(image from Paul Pangaro and Hugh Dubberly’s What is conversation?)
As formal and detailed as they may seem, they do provide some great insight and an organizational framework for exploring these topics from a systems theory and design perspective. The systems-based classification of interactions on the first article is ingenious, and pretty useful when trying to structure any kind of interactive, reactive or robotic project.
So it’s not surprising that we found ourselves using similar terminology and diagrams when we started thinking about how our cell phones would communicate and interact with each other.

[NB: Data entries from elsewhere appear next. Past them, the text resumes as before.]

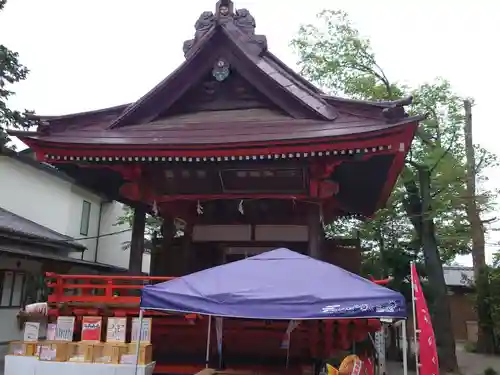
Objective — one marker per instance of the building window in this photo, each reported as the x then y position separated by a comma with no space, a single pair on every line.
84,223
12,284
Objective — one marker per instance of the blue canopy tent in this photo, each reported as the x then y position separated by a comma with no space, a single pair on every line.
279,284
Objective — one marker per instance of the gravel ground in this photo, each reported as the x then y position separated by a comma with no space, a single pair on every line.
470,363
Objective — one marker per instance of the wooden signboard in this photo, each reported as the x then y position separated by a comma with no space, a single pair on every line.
116,330
31,331
145,330
51,331
65,327
91,328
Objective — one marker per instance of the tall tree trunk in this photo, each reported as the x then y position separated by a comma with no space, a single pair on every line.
486,339
418,207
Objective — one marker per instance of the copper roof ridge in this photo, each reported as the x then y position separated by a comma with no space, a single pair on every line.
78,114
381,104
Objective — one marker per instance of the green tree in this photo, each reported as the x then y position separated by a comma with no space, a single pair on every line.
153,226
426,218
11,72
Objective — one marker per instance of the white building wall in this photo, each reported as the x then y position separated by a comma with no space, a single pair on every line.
57,204
9,330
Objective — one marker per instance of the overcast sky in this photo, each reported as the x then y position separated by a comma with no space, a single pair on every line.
89,54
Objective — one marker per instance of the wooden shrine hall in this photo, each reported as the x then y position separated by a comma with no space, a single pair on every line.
234,150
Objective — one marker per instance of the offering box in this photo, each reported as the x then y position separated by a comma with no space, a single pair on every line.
108,352
145,354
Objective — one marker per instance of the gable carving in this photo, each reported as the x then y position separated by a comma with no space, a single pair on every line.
212,94
239,23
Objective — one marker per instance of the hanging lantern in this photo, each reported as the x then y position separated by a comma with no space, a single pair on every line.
221,70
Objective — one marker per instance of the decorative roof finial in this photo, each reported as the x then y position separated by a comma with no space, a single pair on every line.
224,9
235,22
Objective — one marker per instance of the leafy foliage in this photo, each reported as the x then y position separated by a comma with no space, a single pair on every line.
153,225
426,218
333,54
11,72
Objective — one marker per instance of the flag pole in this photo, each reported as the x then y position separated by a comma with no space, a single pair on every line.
207,356
405,348
415,331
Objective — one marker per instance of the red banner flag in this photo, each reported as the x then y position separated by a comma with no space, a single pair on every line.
429,364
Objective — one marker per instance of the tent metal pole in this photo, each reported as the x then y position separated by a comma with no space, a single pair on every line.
207,357
405,348
138,343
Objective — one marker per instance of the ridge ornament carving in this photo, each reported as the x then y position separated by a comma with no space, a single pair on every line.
242,22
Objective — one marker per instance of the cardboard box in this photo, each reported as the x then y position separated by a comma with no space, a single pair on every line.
108,352
56,351
80,351
22,348
145,353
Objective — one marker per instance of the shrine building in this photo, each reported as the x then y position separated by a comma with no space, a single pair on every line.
235,151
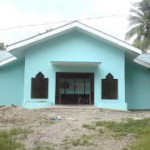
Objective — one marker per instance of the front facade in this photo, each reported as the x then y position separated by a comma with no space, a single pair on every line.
75,66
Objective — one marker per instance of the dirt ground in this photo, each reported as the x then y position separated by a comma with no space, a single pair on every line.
69,127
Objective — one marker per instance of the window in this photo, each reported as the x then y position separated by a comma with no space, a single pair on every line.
39,87
109,87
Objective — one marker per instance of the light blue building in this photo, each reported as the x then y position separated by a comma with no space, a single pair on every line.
74,64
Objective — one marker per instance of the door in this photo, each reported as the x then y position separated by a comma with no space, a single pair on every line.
74,88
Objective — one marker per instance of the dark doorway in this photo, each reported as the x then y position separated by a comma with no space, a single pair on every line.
75,88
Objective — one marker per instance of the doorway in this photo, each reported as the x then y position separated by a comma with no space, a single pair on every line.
75,88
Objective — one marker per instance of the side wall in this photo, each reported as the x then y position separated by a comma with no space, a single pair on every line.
137,86
11,84
75,46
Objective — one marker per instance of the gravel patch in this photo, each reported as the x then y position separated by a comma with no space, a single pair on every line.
69,127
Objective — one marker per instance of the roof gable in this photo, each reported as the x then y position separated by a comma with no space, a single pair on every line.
67,28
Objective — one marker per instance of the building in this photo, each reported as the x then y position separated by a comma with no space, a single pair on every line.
74,64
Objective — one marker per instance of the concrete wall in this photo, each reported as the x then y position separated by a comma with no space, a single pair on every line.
137,86
11,84
75,46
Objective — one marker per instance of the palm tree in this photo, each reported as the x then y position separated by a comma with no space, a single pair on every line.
2,46
139,22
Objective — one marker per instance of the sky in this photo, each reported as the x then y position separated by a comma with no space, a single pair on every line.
21,19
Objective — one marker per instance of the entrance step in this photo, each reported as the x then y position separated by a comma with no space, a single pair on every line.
78,108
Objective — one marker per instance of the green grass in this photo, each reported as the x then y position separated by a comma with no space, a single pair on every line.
11,139
83,140
43,146
139,128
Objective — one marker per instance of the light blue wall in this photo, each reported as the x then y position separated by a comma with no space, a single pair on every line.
137,86
75,46
11,84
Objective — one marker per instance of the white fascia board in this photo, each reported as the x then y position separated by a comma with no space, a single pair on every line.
40,37
140,62
8,60
75,63
110,38
80,26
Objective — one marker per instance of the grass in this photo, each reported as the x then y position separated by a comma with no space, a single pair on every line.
11,139
83,140
139,128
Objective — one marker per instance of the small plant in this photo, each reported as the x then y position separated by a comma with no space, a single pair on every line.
90,127
9,139
43,146
140,129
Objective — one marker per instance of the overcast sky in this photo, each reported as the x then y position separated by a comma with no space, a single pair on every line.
16,13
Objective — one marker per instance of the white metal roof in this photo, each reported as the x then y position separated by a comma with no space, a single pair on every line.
72,25
22,45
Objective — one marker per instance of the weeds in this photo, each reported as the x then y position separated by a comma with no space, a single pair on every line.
139,128
9,139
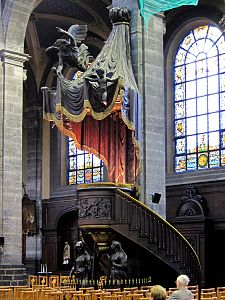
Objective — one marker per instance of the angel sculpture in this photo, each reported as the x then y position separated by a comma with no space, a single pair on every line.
67,50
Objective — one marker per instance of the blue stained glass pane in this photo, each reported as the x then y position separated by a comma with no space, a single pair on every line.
212,65
221,63
191,144
194,49
180,146
214,159
96,161
201,32
202,142
223,139
179,110
201,105
88,160
191,107
214,33
80,176
212,51
213,121
88,175
223,158
191,162
214,140
201,68
222,120
213,103
202,109
72,177
213,84
190,71
191,126
222,101
80,151
96,174
72,148
188,41
222,82
201,87
191,89
190,58
202,123
221,45
80,161
180,57
208,45
179,128
203,161
200,45
179,74
179,92
180,164
72,162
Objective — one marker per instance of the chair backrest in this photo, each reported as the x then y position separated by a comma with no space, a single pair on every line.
27,295
6,294
64,280
53,295
53,281
32,280
43,280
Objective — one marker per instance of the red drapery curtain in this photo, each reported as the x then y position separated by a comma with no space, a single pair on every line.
111,141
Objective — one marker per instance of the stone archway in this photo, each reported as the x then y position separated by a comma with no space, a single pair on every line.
67,231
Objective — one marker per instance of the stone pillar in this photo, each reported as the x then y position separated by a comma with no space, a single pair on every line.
11,112
32,127
147,61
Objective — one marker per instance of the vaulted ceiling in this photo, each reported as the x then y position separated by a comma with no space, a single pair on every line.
50,14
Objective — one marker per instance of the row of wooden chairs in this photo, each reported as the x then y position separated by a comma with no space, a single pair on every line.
40,292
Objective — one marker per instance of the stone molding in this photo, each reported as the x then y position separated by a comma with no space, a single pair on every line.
13,57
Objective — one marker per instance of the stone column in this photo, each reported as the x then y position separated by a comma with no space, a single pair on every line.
147,61
11,154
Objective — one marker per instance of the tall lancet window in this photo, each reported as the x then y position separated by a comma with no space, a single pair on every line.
83,166
199,100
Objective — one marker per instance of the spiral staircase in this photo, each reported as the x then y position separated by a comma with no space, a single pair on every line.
107,209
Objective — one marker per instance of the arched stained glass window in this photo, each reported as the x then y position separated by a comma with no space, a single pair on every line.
199,99
83,166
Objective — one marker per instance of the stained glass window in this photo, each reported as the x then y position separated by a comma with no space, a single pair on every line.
199,100
83,166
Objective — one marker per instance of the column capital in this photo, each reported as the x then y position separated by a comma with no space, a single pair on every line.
13,57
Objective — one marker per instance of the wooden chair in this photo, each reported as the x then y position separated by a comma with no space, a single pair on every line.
27,295
17,289
53,281
6,294
53,295
113,297
146,287
220,291
134,296
43,280
32,280
100,295
64,280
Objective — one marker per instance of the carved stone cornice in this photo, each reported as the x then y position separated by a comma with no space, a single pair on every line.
13,57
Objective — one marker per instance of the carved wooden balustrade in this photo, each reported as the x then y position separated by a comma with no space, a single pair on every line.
112,208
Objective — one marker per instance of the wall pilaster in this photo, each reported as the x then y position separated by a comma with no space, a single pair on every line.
12,75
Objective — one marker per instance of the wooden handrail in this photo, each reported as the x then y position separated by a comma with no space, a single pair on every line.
128,210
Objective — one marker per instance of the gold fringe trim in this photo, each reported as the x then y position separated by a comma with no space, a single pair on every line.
83,147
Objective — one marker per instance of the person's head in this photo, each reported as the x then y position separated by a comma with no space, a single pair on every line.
79,247
182,281
115,245
158,293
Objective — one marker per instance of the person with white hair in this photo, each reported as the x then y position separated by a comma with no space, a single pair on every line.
182,292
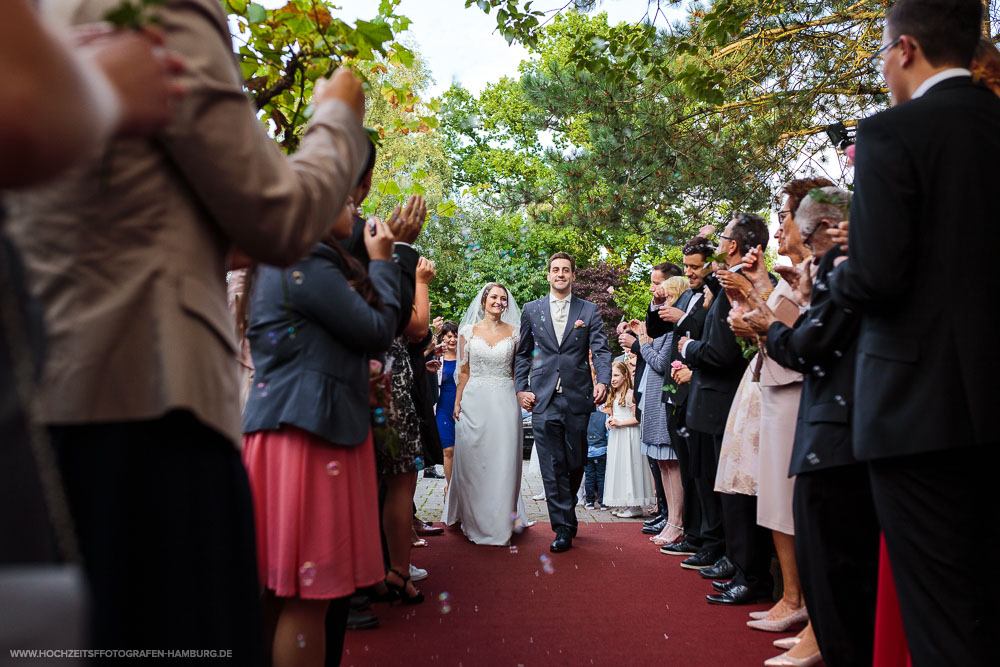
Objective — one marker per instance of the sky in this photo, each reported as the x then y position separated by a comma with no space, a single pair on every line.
461,44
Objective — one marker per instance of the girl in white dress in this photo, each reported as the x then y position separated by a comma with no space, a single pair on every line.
484,493
627,484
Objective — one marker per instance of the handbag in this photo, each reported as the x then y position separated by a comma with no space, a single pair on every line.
43,606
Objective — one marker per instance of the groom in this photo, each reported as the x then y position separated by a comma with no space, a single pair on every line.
553,381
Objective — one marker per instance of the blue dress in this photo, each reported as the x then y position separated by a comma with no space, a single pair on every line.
446,405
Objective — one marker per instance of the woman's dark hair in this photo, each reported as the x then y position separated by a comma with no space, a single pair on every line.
357,276
946,30
668,269
699,245
749,231
370,162
446,328
562,255
797,190
486,292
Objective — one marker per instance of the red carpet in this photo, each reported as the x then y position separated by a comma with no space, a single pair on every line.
612,599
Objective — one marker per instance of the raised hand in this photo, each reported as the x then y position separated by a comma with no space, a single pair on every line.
760,319
681,375
343,86
671,314
659,294
411,219
735,284
736,323
379,244
754,267
838,234
800,280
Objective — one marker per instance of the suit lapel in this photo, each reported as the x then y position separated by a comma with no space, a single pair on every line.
546,315
575,308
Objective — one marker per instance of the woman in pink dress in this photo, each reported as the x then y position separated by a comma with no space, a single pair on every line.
307,442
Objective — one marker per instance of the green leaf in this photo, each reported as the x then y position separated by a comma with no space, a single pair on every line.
256,13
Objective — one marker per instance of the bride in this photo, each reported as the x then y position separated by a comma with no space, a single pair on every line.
484,494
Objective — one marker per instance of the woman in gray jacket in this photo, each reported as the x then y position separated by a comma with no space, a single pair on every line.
307,439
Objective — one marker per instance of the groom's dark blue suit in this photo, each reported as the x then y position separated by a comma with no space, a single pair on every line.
560,418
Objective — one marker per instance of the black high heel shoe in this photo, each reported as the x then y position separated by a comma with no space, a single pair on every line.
399,592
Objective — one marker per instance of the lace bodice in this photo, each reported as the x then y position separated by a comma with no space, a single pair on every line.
491,364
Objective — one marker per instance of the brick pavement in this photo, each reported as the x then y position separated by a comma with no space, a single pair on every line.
429,498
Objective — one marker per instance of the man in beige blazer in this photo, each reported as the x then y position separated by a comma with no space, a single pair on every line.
127,255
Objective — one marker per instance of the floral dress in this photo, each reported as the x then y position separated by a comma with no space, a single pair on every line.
397,438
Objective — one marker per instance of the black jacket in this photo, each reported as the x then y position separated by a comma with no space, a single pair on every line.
407,258
311,340
823,347
718,365
924,190
568,360
691,325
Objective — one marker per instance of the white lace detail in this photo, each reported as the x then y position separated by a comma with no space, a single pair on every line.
491,364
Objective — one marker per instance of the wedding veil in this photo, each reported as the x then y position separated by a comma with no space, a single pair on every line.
474,314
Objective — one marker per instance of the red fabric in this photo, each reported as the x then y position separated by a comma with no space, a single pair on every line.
316,512
890,641
612,599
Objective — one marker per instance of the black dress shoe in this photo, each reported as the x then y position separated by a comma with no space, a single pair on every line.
722,569
735,595
700,560
654,529
359,620
563,541
679,548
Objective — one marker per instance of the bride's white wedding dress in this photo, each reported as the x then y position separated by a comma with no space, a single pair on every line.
484,494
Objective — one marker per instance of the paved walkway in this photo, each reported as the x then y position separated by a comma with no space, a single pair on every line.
430,500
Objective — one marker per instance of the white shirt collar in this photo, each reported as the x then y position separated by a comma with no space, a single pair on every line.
938,78
554,299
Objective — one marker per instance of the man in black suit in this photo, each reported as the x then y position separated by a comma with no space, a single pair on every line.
837,558
702,511
927,371
718,364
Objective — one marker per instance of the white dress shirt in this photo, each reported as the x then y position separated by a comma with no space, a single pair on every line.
559,310
932,81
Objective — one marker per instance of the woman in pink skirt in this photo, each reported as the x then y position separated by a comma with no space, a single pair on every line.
307,442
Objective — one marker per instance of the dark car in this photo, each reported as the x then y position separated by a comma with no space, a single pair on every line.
529,435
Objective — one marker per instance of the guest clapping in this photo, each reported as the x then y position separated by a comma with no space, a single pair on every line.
308,446
141,374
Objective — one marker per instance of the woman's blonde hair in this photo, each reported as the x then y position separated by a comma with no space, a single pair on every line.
622,392
676,286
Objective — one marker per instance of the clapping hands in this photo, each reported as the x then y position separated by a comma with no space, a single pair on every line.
407,221
800,280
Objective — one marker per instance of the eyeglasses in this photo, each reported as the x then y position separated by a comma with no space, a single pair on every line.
821,223
870,60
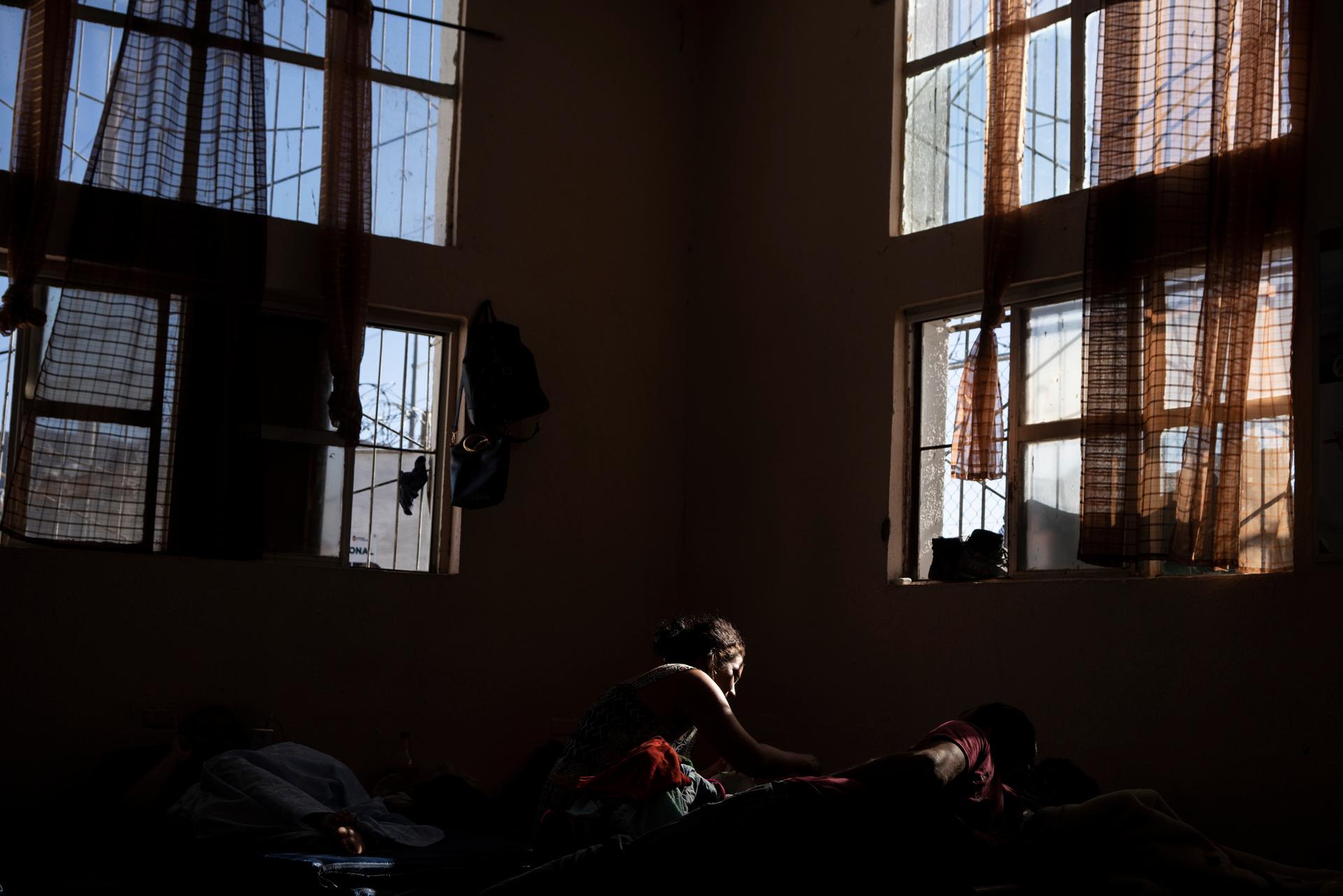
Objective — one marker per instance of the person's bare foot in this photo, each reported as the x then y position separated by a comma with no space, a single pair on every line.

When a phone only wants attention, and it doesn’t care what kind or who it’s from, its behavior could be modeled as a sort of cognitive Reactive System. When the phone actually expects another phone to understand and validate what it’s trying to communicate, its behavior can be seen as a kind of Regulating System. Once two phones start altering each other’s behavior based on what they’re transmitting, this might approach what Dubberly and Pangaro (and Pask) call a Conversing System.
We also found ourselves thinking about the conversational potential of common digital communication protocols, like TCP, with its Listen-Connect-Transfer-Check-Acknowledge state transitions.
(image from wikipedia used under a CC-BY-SA license)
These are nice abstractions for potential implementations and system organization, but they raise some practical and rhetorical questions regarding the conversational abilities of such a system:
How can the phones show agreement and understanding?
Can they coordinate actions and goals?
More broadly, what do they want from each other?
According to Pangaro’s interpretation of Gordon Pask’s Conversation Theory, conversation is not just about the rote transfer of information, it plays a more fundamental role in how we understand ourselves and our environment:
Without conversation, there is no thing.
We construct ourselves by and through conversation.
If conversation and identity arise together,
then without conversation there is no self-and-other.